Report confirms Tasmania's public transport system is broken down, awaiting repairs

The McKell Institute report further underscores the underinvestment and neglect of our public transport system for many years, which has constantly fallen short of community expectations, and most importantly is falling short of its core function: getting Tasmanians where they need to go, when they need to be there.

TasCOSS CEO, Ms Adrienne Picone, said a well-functioning public transport system was critical in enabling Tasmanians to fully participate socially and economically.

“Many Tasmanians tell us that public transport is simply not an option, because there’s a lack of services where they live or the services are so unreliable they don’t even bother,” Ms Picone said.*

“For too many years, governments have not adequately invested in public transport and the results are there for all to see. 
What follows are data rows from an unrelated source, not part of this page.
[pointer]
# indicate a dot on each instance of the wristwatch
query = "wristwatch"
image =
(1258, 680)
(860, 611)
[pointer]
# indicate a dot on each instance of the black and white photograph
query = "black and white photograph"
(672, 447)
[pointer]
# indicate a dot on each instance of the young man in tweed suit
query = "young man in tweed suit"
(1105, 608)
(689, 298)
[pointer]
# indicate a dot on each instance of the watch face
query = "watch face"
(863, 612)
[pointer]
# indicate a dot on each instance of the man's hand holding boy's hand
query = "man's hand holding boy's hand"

“We need a government squarely focussed on reliability and accessibility of services. The McKell Institute report echoes what Tasmanians tell us — services into areas of socio-economic disadvantage are particularly poor. We echo the report’s call to address lack of services in these areas.

“Importantly, public transport, and in particular bus services, must be accessible for people most vulnerable to transport disadvantage, including young people, students, people with disability and older Tasmanians.”

Disability Voices Tasmania Executive Officer, Mr Vaughn Bennison, said transport infrastructure is vital to the enablement of people with disability people to access work and leisure activities, medical and other appointments, and the ability to provide and receive peer support to friends, family and others in the community.

“Metro Tasmania’s Disability Action Plan wound up in September 2022, but despite some consultation there is no new plan,” Mr Bennison said.

“More than 20 years since the implementation of the current Transport Access standards and we are still hearing of problems. People missing work appointments because they are left waiting for hours at the airport for assistance, or left out in the cold and rain because a wheelchair accessible taxi is not available.

“We need better training for operators, better compliance with the standards and stronger penalties for non-compliance, as well as greater accountability by government.”

Ms Picone said TasCOSS and Disability Voices Tasmania call for the parties to look closely at solutions to ensure public transport is accessible, reliable and convenient.

“It’s long overdue for Tasmanians to have a public transport system that is properly resourced and designed to get Tasmanians where they need to go,” she said.

TasCOSS, with the support of Disability Voices Tasmania, is calling for:

  • Free public transport for students, seniors, concession card holders and people on low incomes.
  • Fast track public transport access and inclusion measures, including: updating Metro Tasmania’s Disability Action Plan; expanding the Transport Access Scheme to rideshare companies; accessible, real-time travel information; and bus stop upgrades to comply with the Disability Standards for Accessible Public Transport 2002 and the Disability Discrimination Act 1992.
  • Expand the public transport network in consultation with communities, prioritising areas of high transport disadvantage.

* Anglicare Tasmania (2023), Trips Not Made.